Vincente Minelli réunit le couple star de Chantons sous la pluie pour un conte fantastique scandé de numéros musicaux atemporels…
Futurs auteurs de « My Fair Lady », Alan Jay Lerner et Frederick Loewe produisirent en 1947 la comédie musicale « Brigadoon », inspirée d’un conte folklorique allemand. Le spectacle eut un tel succès qu’Hollywood en tira un film. Vincente Minelli réunit donc Gene Kelly et Cyd Charisse, après leur inoubliable performance dans Chantons sous la pluie, et se lança dans cette aventure fantastique au postulat pour le moins original. Deux amis new-yorkais, Tommy Albright et Jeff Douglas, passent leurs vacances dans les Highlands d’Ecosse. Armés de fusils, ils s’avèrent de bien piètres chasseurs et s’égarent bientôt dans la forêt… Jusqu’à ce qu’ils découvrent un étrange village qui ne figure sur aucune carte et dans lequel les habitants vivent à l’ancienne, vêtus comme les personnages des cartes postales. D’où une première séquence chantée haute en couleur où des centaines de villageois s’agitent au beau milieu d’un marché bariolé, annonçant les séquences similaires des dessins animés Disney, notamment la célèbre ouverture de La Belle et la Bête.
Considérés d’un œil très suspect par les autochtones, les deux Américains découvrent peu à peu les coutumes séculaires de ce village, qui porte le nom de Brigadoon. Alors qu’ils assistent aux préparatifs d’un mariage en grandes pompes, Tommy tombe raide amoureux de la sœur de la promise, la belle Fiona. Ce qui permet à Gene Kelly et Cyd Charisse de se lancer dans de fort gracieuses chorégraphies au beau milieu d’un vaste décor champêtre entièrement reconstitué en studio. Mais alors qu’il nage en pleine euphorie, Tommy finit par découvrir le secret de ce mystérieux endroit. En 1754, menacés par des sorcières envahissantes, les villageois prièrent si fort que Brigadoon disparut dans les limbes… Pour réapparaître cent ans plus tard.

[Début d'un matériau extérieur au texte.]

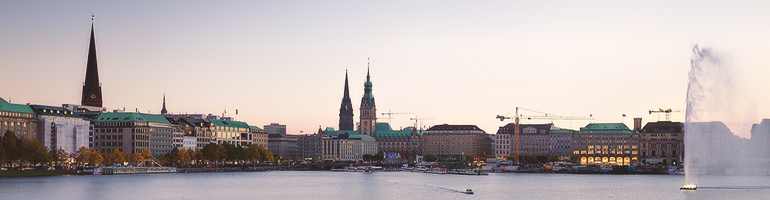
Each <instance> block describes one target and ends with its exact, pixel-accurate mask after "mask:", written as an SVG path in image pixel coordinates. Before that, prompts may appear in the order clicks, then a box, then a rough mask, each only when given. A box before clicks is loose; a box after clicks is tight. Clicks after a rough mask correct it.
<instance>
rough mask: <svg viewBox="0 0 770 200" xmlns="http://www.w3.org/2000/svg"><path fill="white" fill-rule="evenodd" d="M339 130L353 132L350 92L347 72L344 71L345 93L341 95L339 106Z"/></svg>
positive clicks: (343, 93)
mask: <svg viewBox="0 0 770 200" xmlns="http://www.w3.org/2000/svg"><path fill="white" fill-rule="evenodd" d="M340 130H346V131H352V130H353V105H352V103H351V102H350V90H349V89H348V70H345V91H344V93H343V94H342V104H341V105H340Z"/></svg>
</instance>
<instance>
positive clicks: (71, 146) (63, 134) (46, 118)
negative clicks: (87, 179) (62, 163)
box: [30, 105, 91, 154]
mask: <svg viewBox="0 0 770 200" xmlns="http://www.w3.org/2000/svg"><path fill="white" fill-rule="evenodd" d="M30 108H32V110H33V111H35V113H36V114H37V116H38V124H39V125H38V131H37V139H38V140H39V141H40V142H41V143H42V144H43V146H45V147H47V148H49V149H52V150H53V149H56V150H58V149H64V151H66V152H67V153H68V154H72V153H75V152H76V151H77V149H78V148H80V147H88V143H89V141H88V140H89V137H88V132H89V127H90V125H91V124H90V122H89V121H88V120H86V119H85V118H83V117H81V116H78V115H76V114H75V113H74V112H72V111H70V110H68V109H66V108H61V107H53V106H41V105H32V106H30Z"/></svg>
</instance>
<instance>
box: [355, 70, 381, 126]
mask: <svg viewBox="0 0 770 200" xmlns="http://www.w3.org/2000/svg"><path fill="white" fill-rule="evenodd" d="M360 110H361V115H360V116H361V127H360V128H359V132H360V133H361V135H368V136H372V135H374V129H375V124H376V123H377V107H376V106H375V104H374V96H372V81H371V77H370V76H369V63H368V62H367V63H366V82H365V83H364V97H363V98H361V109H360Z"/></svg>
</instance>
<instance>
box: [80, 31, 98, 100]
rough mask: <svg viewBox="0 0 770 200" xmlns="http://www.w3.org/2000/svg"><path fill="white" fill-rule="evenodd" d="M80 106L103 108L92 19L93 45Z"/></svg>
mask: <svg viewBox="0 0 770 200" xmlns="http://www.w3.org/2000/svg"><path fill="white" fill-rule="evenodd" d="M80 105H84V106H93V107H103V106H102V84H101V83H100V82H99V68H98V66H97V65H96V40H94V23H93V17H92V18H91V43H90V45H89V46H88V63H87V64H86V81H85V82H84V83H83V98H82V99H81V101H80Z"/></svg>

Et depuis, le village disparaît et réapparaît tous les siècles, sans que ses habitants n’en souffrent outre mesure, car pour eux 200 ans ne représentent que deux jours. Ce miracle se perpétuera tant que les villageois ne franchiront pas les limites du bourg. Or voilà le dilemme : Tommy est un new-yorkais pur et dur, une fiancée l’attend en ville, mais il est transi d’amour pour Fiona. Que faire ? Rester ou repartir ?
Le village fantôme
Ramené à la raison par Jeff, notre héros quitte les lieux et rentre aux États-Unis. Comme on pouvait s’y attendre, Tommy pose à peine le pied sur le sol américain qu’il le regrette déjà. Ce qui nous vaut une savoureuse séquence de dîner dans laquelle chaque phrase prononcée par sa fiancée lui rappelle un souvenir ému avec Fiona. N’y tenant plus, Tommy retourne en Ecosse. Et comme il le craignait, là où jadis se tenait le village, il n’y a plus rien… La singularité de ce scénario et la fraîcheur du duo Kelly/Charisse sont les atouts principaux de Brigadoon, qui souffre par ailleurs d’une mise en scène un peu statique et de numéros musicaux pas vraiment mémorables. Il faut dire que les prodigieuses séquences dansées de Chantons sous la pluie avaient placé la barre très haut. On pouvait logiquement espérer une surenchère dans la fantaisie, surtout au sein d’un tel contexte fantastique et atemporel. Or ici, les chansons et les danses sont à l’avenant de l’imagerie d’Épinal du village : désespérément sages. Tout comme ce happy-end naïf et parfaitement illogique auquel ont sacrifié des scénaristes soucieux de caresser leurs spectateurs dans le sens du poil. Brigadoon n’en demeure pas moins un spectacle charmant auréolé par la grâce intacte de son couple vedette.